How post-modern dance is made

September 6, 2011

"We need to decide on a publicity image.  And on a title.  In the next hour."

"You need to stop stressing out about this.  This is supposed to be fun.  We don't need to do anything.  What did you say you wanted to call it?"

"It was a stupid name.  We shouldn't use it.  Prize Pumpkin."

"Let's do it.  Let's make a dance about a f*cking pumpkin.  It's being performed in October, after all."

"Do you mean in a metaphorical sense?  The pumpkin?  Let's make a dance about the idea of a pumpkin?  Like, what it represents?"

"Metaphor is dead.  I mean a pumpkin.  Let's make a dance about a f*cking pumpkin.  How do you grow a pumpkin?"

"We should research it."


"Well, I think that's good for this meeting."

Prize Pumpkin is being performed at Patrick's Cabaret in October.  We aim to make this piece while being totally diplomatic with -and nice to- one another so that we can, you know, stay married and keep liking each other and shit.

In my mouth: buttery leeks & tarragon chicken

September 2, 2011

I love food.  I love food SO MUCH, and, cooking it is one of my favorite things to do with Ben.  I'm the cook that throws things together with little thought (or recipe), and usually makes it all work.  Ben is the methodical one, thinking of timing and combinations, and analyzing the result critically.  Our food budget is ridiculous, because we decide that what we REALLY need are oyster mushrooms...and probably some truffle oil, too.  There are worse things we could be spending a lot of money on, though.  Like, you know, crack.
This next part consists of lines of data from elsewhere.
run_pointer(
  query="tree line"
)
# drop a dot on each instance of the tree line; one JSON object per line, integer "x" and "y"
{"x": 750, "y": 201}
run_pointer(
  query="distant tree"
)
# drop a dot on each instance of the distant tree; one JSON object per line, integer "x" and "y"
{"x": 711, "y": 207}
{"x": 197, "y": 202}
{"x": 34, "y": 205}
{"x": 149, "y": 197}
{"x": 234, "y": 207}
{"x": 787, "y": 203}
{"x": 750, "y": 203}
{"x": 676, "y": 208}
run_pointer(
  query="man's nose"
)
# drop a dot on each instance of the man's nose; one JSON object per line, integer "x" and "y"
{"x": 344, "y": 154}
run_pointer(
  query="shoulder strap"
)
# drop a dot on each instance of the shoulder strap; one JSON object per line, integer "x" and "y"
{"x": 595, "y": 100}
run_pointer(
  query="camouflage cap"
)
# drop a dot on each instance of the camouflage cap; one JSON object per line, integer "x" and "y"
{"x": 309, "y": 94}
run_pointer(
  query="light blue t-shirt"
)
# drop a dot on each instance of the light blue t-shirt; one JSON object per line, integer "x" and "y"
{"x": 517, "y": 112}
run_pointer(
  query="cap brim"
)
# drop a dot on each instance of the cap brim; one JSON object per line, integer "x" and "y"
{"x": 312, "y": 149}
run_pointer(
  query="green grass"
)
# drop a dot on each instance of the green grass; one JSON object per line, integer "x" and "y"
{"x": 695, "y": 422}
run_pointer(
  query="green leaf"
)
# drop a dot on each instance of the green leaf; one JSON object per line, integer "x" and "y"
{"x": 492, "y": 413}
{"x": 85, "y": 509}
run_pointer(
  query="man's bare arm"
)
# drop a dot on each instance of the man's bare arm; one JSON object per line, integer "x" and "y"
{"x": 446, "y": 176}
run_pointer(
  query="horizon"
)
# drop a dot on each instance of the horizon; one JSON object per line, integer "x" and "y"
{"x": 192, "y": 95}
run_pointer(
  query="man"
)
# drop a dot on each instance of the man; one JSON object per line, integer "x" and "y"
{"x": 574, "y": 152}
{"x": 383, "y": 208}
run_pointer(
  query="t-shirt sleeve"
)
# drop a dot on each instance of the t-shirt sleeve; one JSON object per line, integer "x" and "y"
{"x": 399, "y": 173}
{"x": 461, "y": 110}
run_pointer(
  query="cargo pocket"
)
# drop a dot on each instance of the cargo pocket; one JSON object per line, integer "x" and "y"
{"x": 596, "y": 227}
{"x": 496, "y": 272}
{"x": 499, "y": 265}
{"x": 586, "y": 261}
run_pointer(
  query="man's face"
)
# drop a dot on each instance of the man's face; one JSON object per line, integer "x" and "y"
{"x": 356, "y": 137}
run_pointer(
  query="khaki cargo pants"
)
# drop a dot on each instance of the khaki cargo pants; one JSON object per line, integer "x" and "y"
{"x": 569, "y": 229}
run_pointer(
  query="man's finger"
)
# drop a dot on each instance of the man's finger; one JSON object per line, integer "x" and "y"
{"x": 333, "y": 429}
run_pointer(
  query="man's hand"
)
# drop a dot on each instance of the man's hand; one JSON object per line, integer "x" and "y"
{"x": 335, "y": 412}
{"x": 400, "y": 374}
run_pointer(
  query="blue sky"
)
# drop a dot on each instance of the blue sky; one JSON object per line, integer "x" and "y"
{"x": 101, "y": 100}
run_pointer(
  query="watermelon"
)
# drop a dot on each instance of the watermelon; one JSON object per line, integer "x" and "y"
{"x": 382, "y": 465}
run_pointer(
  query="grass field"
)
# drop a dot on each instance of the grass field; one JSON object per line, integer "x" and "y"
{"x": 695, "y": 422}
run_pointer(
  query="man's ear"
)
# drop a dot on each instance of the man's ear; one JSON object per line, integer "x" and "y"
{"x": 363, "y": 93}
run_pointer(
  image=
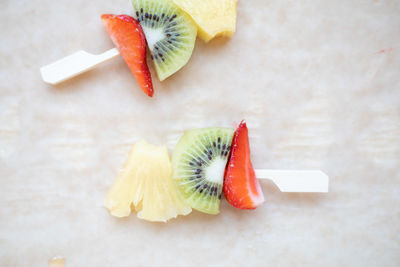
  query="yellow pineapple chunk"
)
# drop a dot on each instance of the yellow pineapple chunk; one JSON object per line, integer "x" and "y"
{"x": 213, "y": 17}
{"x": 145, "y": 184}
One of my September goals is to figure out how to keep up the fancy eating and co-op food, while being more mindful of a budget.  We'll see how that goes.

Meanwhile, I'm also aiming to try new recipes and avoid getting stuck in a culinary rut.  Enter Lynn!  I can't recommend The Splendid Table's How To Eat Supper (written by Lynne Rossetto Kasper and Sally Swift) enough.  The recipes are simple, satisfying takes on basic ingredients.  We made a killer dinner this week, worthy of sharing: Roasted Tomatoes, Cucumber Salad, and (drumroll, please) Buttery Leeks With Tarragon Chicken.  And, it was all easy and relatively fast to cook.

Roasted Tomatoes (Serves 2 people that eat a lot)

These take the longest- about an hour and a half.  I halved six Roma tomatoes and put them in an oiled baking dish.  I sprinkled salt, pepper, and chile powder on them, and brushed a little olive oil over them.  Bake at 350 until they are shriveled (an hour to an hour and a half).

Tarragon Chicken Breasts with Buttery Leeks (Serves 2)

As you probably know, capitol "T" indicades Tablespoons, and lowercase "t" is for teaspoon.

1 C. finely sliced leeks
1 C. chicken broth
2 T. unsalted butter
2 boneless, skinless chicken breasts
salt & pepper
2-3 oyster mushrooms (you could go without- but they are SO good), thinly sliced
1 t. lemon juice
1 T. coarsely chopped fresh tarragon leaves

1.) Place the leeks in a large skillet with the chicken broth and half of the butter.  Cook at a gentle boil over medium heat until they are tender, and the broth has boiled down a bit.  It takes about 8 minutes.

2.) Sprinkle some salt & pepper on both sides of the chicken breasts.  Place them over the simmering leeps, spooning some of the leeks over the top.  Put in the oyster mushrooms.  Cover tightly, and reduce the heat to low.  It takes about 10 minutes for the chicken to cook, depending on how large the breasts are.

3.)  When the chicken is cooked, transfer it to a platter.  Increase the heat under the leek/mushroom mixture to high, and stir in the lemon juice, the remaining tablespoon of butter, and the fresh tarragon.  Season to taste.  Pour the leek sauce over the chicken and serve.

[Note: When we made this, we waited to add the oyster mushrooms until step 3.  I recommend doing it in step 2.]

Cucumber Salad

Place some or all of the following in with your sliced cucumbers (improvise!): Red onion, dill, fresh basil, garlic.  Dress with salt & pepper, and a little greek yogurt or sour cream.

All three of these together make me excited for fall and winter cooking!